On Sunday, the word miracle was often used to describe Lithgow’s recovery, but Baro believes there was a whole lot of earthly grit and determination involved, too. The Lithgows, she said, made their own light in the tunnel when one didn’t appear on its own.

“This is an exceptional family and this is an exceptional kid,” she said. “It doesn’t often end this way.”

Baro said Geisinger uses a video that Lithgow’s father made of his recovery to show other parents what’s possible.

“Jackie is hope. He allows them to believe it’s possible,” she said.

Lithgow’s goal through recovery was to get back to Bloomsburg, which he made a reality in the spring of 2016. He took a lighter course load, one class the first semester back, then more as he could handle them. A whole team of people at the university worked to get him housing that was both quiet and easily accessible.

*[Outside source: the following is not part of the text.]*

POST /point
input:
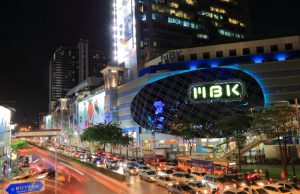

The doctors weren’t sure it was the best idea. Lithgow suffers from short-term memory loss, has vision problems, and still needs to take his time when walking. He takes anti-seizure medication and a shunt remains surgically implanted in his head, in case there’s a fluid buildup.

His parents were a wreck when he went back.

“I just wanted to wrap him up in bubble wrap and keep him home forever,” Lisa said Sunday. “But he wanted this.”

Lithgow’s graduation day began at a pub downtown where brothers from Zeta Psi, the fraternity he was pledging the night he was assaulted, encircled him, raising beer bottles and mugs.

“A toast to Jackie Lithgow.”

He was overcome with emotion.

Later, in the bowels of the football stadium, Lithgow stood for photos and a long interview with a local television station. He’d already helped found the Jackie Lithgow Foundation, which helps survivors of traumatic brain injuries, and in about 45 minutes, would be receiving a bachelor’s degree in media and journalism and starting an internship at a construction company in Carlisle next month.

“It’s gonna be joy, it’s gonna be relief, it’s gonna be gratitude,” he told the television reporter.

Name after name was called to the stage. Lithgow’s girlfriend, Julie Bowman, watched from a nearby baseball field. His parents hugged in the press box, doing play-by-play, as he moved closer.

“He’s right by the pole. ... He’s at the stairs. ... He’s next. ... Oh, my gosh,” Jim said.

Jim and Lisa Lithgow embraced and shared more Kleenex when their son’s name was called. Then Lithgow switched his tassel from the left to the right, a small sign that he’d move on to a new stage of adulthood, a simple motion he couldn’t have made years ago, when his life was on pause.